Maybe tangentially related but I always think it's silly that every linux process has the same libgcc_so.so.1 loaded into memory for each process even though the raw binary for the library is exactly the same so you end up with like 800 copies of libgcc_so.so.1 in memory.
I mean maybe this has been optimized for already and I don't know what I'm talking about but maybe someone with more knowledge about the kernel knows? Is this something we simply can't optimize for because of security implications?
Shared libraries (and mmapped files in general) are deduplicated; it's nowhere near as bad as you think. The kernel loads a .so into memory once and then maps that memory into every process that mmaps it.
Editing to add: this deduplication is one of the greatest upsides to dynamic linking. Common libs like libgcc and libc only have to exist in memory once and can stay in CPU caches, whereas if they were statically linked into every binary, each binary would have a copy of that library that wouldn't be shared with anything else and you'd waste a lot of memory.
How do you think position independent code can call functions from other .so's without being patched with their addresses?
They can't, so even PIC code still has to have a relocation table that gets patched.

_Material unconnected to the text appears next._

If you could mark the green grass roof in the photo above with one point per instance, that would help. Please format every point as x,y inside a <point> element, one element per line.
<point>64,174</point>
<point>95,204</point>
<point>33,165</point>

It's in a different page than the code though, so code does still get reused.
There's a part of the .so ELF file (the Global Offset Table aka GOT) that has to be modified with all the addresses of the functions being imported, which of course vary from process to process.
If not patching, what exactly would you call modifying part of the file?
And the got is just a big table of pointers like any other table of pointers your application manipulates as it runs.
This isn't meant as a reductive take, but instead that there is a difference between completely describable in C like the contents of the .got section, and something like a .reloc section that actually has to understand the generated assembly in order to build the relocation table to load and link the executable. Both are linking, but I've saved "patching" for more brain surgery esque techniques. Like on mips, the jump instruction immediate is the bottom 26 bits of the absolute address of the target, so you're going through and modifying all of the jump instructions if you load it to somewhere it wasn't linked at.
Typically libgcc_so.so is loaded by the linker, which uses an mmap call to map the binary into the address space.
> The kernel keeps track of which file is mapped where, and can detect when a request is made to map an already mapped file again, avoiding physical memory allocation if possible.
In Linux, when a shared lib is loaded by multiple processes, its loaded once and not duplicated in ram. Only if a memory page is modified by the process will the memory be duplicated. (Hope I have explained that correctly)
Those mappings by default all go to the same shared memory.
Unices have been sharing executable memory between processes longer than there's been mmap for user space to do the same thing themselves. I remember seeing it in the 2BSD kernel for instance.
I have a rule for myself. If I think something is silly or stupid, I assume I don't understand it. I usually find I do not understand it, and it no longer seems silly when I do understand it.
In this case too, you think it is silly because you don't understand it. Your assumptions are wrong, making it seem silly.
I mean maybe this has been optimized for already and I don't know what I'm talking about but maybe someone with more knowledge about the kernel knows? Is this something we simply can't optimize for because of security implications?